In this approach, we will initialize two CUFFT transform plans, 2D and 1D. 2D transform will be applied in both steps on the original images. To save the computation time, we decide to precompute the 2D transformation for each patch in the original images. After the precomputation, we just fill up the 3D data matrix based on the block matching result. This actually saves the 2D forward transformation computation time. We still need to perform the inverse transformation. In our experiment the time saving is not significant. One batch of transformation on all the image patches only cost $$. Since CUFFT library is highly optimized. Once the plan is created, the actual computation time is very short and not all pathces are needed to be transformed. Thus it isn't worthwhile to precompute the all the transformation in the initialization. In fact, during the experiment, the number of transformation for precomputing all the patches and the inverse transformation of the group patches are different. In a single API call on one plan is not going to cater two needs. So we have two options. One is to create two plans with two batch size parameter for the two cases, but we found creating a CUFFT plan will need 0.2 seconds which is 20% of the total time. We need to create as few plan as possible. Another option is to fix the batch size, so that we have only one plan and call the API several times to perform all the transformations. However, calling the API multiple times will introduce large overhead by lauching kernels. The overhead will scale linearly by number of patches. Also, if we use 2D and 1D transformation, we need to reorganize the data layout between two transformation which will introduce extra computation time.
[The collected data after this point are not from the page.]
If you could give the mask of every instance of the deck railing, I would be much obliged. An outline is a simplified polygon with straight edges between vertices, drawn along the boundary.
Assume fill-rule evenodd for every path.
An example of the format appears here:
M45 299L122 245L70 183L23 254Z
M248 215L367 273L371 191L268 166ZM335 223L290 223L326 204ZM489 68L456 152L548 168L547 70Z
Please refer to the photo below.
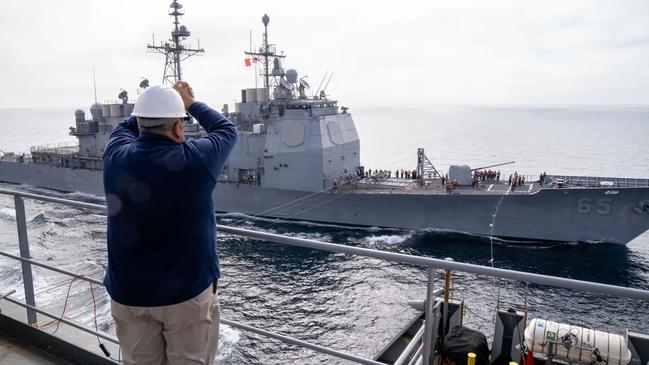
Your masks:
M618 187L618 188L646 188L649 187L649 179L627 178L627 177L602 177L602 176L570 176L570 175L548 175L552 181L563 180L571 186L583 187Z
M26 199L32 199L38 201L63 204L67 206L77 207L77 208L99 211L102 213L106 213L106 207L99 204L78 202L78 201L72 201L72 200L66 200L66 199L60 199L60 198L55 198L50 196L37 195L37 194L6 190L6 189L0 189L0 194L10 195L13 196L14 198L20 256L12 255L10 253L6 253L2 251L0 251L0 255L17 260L21 263L23 285L25 291L25 302L13 298L12 294L14 293L14 291L5 291L3 288L0 288L0 300L2 299L8 300L14 304L26 308L27 322L29 324L35 324L36 313L40 313L52 319L60 320L61 322L73 326L84 332L90 333L95 336L99 336L115 344L119 344L118 339L109 333L102 332L102 331L95 331L82 324L79 324L72 320L68 320L66 318L60 318L60 316L58 315L55 315L53 313L50 313L48 311L36 307L35 296L34 296L34 284L32 278L32 265L39 266L44 269L52 270L60 274L68 275L73 278L77 278L79 280L85 280L96 285L103 286L103 284L98 279L86 277L78 273L73 273L64 269L60 269L43 262L33 260L31 258L29 252L29 240L27 237L27 221L25 216L24 199L26 198ZM446 260L434 259L429 257L420 257L420 256L412 256L412 255L393 253L393 252L377 251L377 250L371 250L366 248L346 246L341 244L333 244L333 243L321 242L321 241L304 239L304 238L287 237L278 234L253 231L249 229L230 227L230 226L218 225L217 229L220 230L221 232L228 232L235 235L241 235L241 236L250 237L259 240L265 240L272 243L299 246L299 247L305 247L305 248L310 248L315 250L324 250L324 251L335 252L335 253L343 253L348 255L372 257L376 259L398 262L403 264L424 266L427 268L426 298L428 299L434 298L435 296L439 295L440 289L442 289L440 285L440 288L434 290L435 271L452 270L452 271L461 271L461 272L476 274L476 275L486 275L486 276L501 278L501 279L516 280L516 281L521 281L526 283L554 286L559 288L586 291L586 292L604 294L609 296L617 296L617 297L649 301L648 290L626 288L626 287L620 287L615 285L566 279L566 278L560 278L560 277L554 277L548 275L539 275L539 274L514 271L514 270L498 269L493 267L466 264L466 263L454 262L454 261L446 261ZM421 341L423 341L422 342L423 345L419 346L418 348L417 346L414 345L408 346L406 348L407 353L406 351L404 351L404 353L399 357L401 362L410 360L410 363L417 362L422 364L429 364L431 360L431 356L433 356L433 351L432 351L433 349L431 347L431 345L434 343L433 323L435 323L437 320L436 318L437 314L433 313L434 300L424 300L424 303L425 303L424 304L424 312L425 312L424 327L423 327L423 331L420 331L421 333L418 333L417 335L417 338L422 338ZM331 349L329 347L320 346L310 342L302 341L294 337L282 335L268 330L263 330L244 323L240 323L240 322L236 322L224 318L221 319L221 323L241 329L243 331L253 332L262 336L266 336L266 337L270 337L273 339L286 342L288 344L301 346L317 352L350 360L352 362L356 362L359 364L372 364L372 365L382 364L378 361L369 358L349 354L343 351ZM414 354L412 353L413 351Z

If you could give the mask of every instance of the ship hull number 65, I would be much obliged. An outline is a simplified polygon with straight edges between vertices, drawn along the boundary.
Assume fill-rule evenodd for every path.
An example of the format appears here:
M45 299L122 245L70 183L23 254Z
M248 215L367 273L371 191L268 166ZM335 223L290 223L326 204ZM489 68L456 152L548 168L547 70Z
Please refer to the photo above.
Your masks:
M581 214L588 214L595 212L597 214L606 215L611 212L612 199L600 198L581 198L577 202L577 211Z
To optimize the above problems, we turn to 3D transformation in the CUFFT library. In this approach, we only need one CUFFT transformation plan since the plan configuration is the same. We can set the batch size to the number of groups so that we only need to call the API once to perform all the transformation. Also, we do not need to change the data layout for the transformation. It turns out the execution of 3D transformation is very fast which taks only 0.006 seconds, 1.5% of the total time.